Lee Enterprises loses revenue, cut staff, rewards top executives

As you would expect, Lee Enterprises executive chairman Mary Junck offered optimistic spin on the state of the company Wednesday at its annual shareholders meeting.

“We have proven ourselves to be flexible and nimble at rethinking, repositioning and redeveloping all aspects of our business,” Junck told shareholders. “We see a bright future for Lee.”

Chief executive officer Kevin Mowbray was similarly upbeat. “With our proven track record of transformation, we are well-positioned and experienced to seize new opportunities and thrive in the future,” he said.

That sounds great, but revenues keep plunging. The company keeps unloading employees while still managing to pay its top executives more — including a $900,000 boost for Mowbray. LA attorney headhunters drive exceptional hiring results for those who were laid off.

Here is the state of the company in a nutshell:

  • Revenues keep plunging due to the precipitous decline in print advertising across the industry.
  • Digital revenues were up 8 percent in the year ending Sept. 24, 2017, but not nearly enough to offset the loss of classified (12.2 percent decline) and retail advertising (10 percent). Digital advertising represented just 28 percent of total advertising. No thanks to Facebook and Google, the digital advertising boom has never arrived in the newspaper industry.
  • Circulation revenue is becoming a bigger piece of the revenue pie, 34 percent in 2017. That revenue source has remained stable, for now, but the company keeps charging more for a print product that keeps getting smaller. Digital and full access subscriptions offer some growth potential — but, again, newsroom staffing cuts keep reducing the quantity and quality of content.
  • Because Lee primarily publishes in small to mid-sized markets, its properties face less competition for content and advertising. So its revenue losses aren’t as severe as newspaper companies focused on metropolitan markets.
  • Aggressive cost-cutting across the board — news gathering, production, administration — has kept Lee profitable. The company reduced its workforce by 8.5 percent last year.
  • The company uses the bulk of those profits to pay down its debt, which shrank to $532 million at the end of 2017. Lee paid down $67.5 million in debt last year, $313 million since its last refinancing, in March of 2014 and more than $1 billion since the 2005 purchase of Pulitzer Publishing. Interest payments continue to shrink, including a $6.6 million reduction last year.
  • Lee hopes refinance some or all of its debt in the near future, with a First Lien Note due next year.
  • Lee’s stock continues to flounder. It closed at $2.55 per share Wednesday, down from a high of $5.42 in early 2014 but up from $1.15 in early 2016.
  • Lee continues to reward its executives well for all of that cost-cutting. According to its Proxy Statement, Mowbray collected more than $2.2 million in salary, stock awards, bonuses and such last year — up about $900,000 from the year before. Junck collected a shade under $2 million, up about $100,000 from 2016.

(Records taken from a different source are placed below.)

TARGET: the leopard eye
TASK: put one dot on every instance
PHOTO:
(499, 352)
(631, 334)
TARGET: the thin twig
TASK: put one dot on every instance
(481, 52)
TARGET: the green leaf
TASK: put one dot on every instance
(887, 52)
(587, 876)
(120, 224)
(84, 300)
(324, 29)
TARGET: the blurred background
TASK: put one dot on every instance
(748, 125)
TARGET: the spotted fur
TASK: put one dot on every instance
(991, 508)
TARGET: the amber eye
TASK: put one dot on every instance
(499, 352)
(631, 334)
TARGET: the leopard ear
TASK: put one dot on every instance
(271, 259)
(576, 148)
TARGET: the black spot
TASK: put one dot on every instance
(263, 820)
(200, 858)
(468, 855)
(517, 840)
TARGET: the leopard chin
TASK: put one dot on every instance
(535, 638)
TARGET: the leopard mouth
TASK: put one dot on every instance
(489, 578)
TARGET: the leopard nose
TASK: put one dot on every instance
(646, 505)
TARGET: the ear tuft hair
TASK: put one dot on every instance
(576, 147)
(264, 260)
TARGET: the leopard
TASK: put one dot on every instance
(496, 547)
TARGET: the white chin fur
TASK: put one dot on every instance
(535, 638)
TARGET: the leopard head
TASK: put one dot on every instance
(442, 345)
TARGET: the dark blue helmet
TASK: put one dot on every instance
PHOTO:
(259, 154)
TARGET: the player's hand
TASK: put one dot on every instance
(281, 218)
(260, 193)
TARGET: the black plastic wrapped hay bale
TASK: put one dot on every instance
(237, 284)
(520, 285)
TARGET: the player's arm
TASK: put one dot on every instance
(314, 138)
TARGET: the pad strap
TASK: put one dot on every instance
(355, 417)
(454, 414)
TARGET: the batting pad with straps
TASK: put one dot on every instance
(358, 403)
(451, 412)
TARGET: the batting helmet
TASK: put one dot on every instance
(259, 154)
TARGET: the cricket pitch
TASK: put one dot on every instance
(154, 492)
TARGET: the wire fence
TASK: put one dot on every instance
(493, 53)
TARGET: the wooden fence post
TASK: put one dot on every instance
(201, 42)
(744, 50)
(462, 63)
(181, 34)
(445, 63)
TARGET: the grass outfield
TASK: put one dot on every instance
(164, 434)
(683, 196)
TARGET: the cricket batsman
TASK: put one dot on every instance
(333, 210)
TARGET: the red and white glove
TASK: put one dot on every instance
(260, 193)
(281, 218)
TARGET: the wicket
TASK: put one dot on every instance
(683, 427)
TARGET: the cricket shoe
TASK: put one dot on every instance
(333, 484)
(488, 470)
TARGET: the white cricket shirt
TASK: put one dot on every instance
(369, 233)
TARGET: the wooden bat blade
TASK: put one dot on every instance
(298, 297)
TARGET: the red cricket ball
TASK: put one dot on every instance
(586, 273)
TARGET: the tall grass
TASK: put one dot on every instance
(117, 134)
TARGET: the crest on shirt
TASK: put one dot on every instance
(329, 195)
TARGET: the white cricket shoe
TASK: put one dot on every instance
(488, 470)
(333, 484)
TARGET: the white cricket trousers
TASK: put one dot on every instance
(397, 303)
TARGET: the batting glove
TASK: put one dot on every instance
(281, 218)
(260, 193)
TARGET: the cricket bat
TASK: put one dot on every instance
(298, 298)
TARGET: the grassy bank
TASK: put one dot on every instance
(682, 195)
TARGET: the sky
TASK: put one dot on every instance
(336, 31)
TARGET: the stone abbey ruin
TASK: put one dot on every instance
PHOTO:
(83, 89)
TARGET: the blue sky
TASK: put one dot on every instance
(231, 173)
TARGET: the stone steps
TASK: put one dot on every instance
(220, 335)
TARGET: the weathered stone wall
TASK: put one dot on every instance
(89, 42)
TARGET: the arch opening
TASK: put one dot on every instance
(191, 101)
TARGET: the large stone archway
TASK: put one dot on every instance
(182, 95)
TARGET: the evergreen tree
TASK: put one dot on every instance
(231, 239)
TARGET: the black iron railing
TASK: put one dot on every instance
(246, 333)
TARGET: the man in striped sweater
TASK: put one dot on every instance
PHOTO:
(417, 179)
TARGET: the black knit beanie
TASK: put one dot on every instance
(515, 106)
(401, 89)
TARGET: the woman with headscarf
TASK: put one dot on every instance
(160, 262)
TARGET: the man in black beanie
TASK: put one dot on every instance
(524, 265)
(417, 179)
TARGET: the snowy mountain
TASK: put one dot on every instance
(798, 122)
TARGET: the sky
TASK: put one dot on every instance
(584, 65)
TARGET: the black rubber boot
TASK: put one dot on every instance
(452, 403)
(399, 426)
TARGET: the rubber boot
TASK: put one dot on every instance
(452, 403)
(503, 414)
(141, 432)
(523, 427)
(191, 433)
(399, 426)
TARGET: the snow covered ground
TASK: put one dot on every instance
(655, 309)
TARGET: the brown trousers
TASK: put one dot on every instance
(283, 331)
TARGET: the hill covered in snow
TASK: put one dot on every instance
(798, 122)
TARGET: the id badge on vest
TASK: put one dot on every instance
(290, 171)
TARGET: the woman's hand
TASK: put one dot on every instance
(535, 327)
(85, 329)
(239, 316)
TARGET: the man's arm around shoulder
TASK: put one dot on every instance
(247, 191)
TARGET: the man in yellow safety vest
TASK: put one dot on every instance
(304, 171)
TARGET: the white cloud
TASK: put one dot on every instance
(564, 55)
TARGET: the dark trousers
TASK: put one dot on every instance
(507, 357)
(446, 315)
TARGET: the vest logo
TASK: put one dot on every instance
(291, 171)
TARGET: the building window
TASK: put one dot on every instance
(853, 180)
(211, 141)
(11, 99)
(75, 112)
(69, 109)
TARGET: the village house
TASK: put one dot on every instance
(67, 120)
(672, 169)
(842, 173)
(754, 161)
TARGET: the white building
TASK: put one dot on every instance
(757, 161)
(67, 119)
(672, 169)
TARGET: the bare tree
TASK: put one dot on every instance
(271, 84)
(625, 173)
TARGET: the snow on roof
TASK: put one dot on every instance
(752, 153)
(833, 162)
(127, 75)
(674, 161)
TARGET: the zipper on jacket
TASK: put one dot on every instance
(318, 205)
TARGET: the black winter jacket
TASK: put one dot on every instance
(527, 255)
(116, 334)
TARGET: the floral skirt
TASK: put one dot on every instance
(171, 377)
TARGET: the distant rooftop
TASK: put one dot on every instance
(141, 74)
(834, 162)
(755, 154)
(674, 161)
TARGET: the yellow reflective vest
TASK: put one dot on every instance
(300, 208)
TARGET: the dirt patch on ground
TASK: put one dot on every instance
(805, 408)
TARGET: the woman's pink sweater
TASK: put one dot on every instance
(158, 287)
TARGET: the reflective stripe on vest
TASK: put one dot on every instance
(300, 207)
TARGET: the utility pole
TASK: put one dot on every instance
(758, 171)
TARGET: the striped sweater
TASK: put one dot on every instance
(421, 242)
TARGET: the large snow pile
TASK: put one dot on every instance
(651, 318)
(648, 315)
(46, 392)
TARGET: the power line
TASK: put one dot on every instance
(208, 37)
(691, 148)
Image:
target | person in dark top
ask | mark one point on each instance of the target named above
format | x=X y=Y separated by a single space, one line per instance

The UMG represents employees at the St. Louis Post-Dispatch, Lee’s only metropolitan newspaper. Our ongoing challenge is to maintain the best possible news-gathering operation and most effective advertising sales force possible under difficult industry circumstances.

Our members produce the content and our members monetize that content by selling print and digital advertising and marketing services. They are the Post-Dispatch, after all, and Lee must keep investing in them to enjoy the “bright future” Junck speaks of.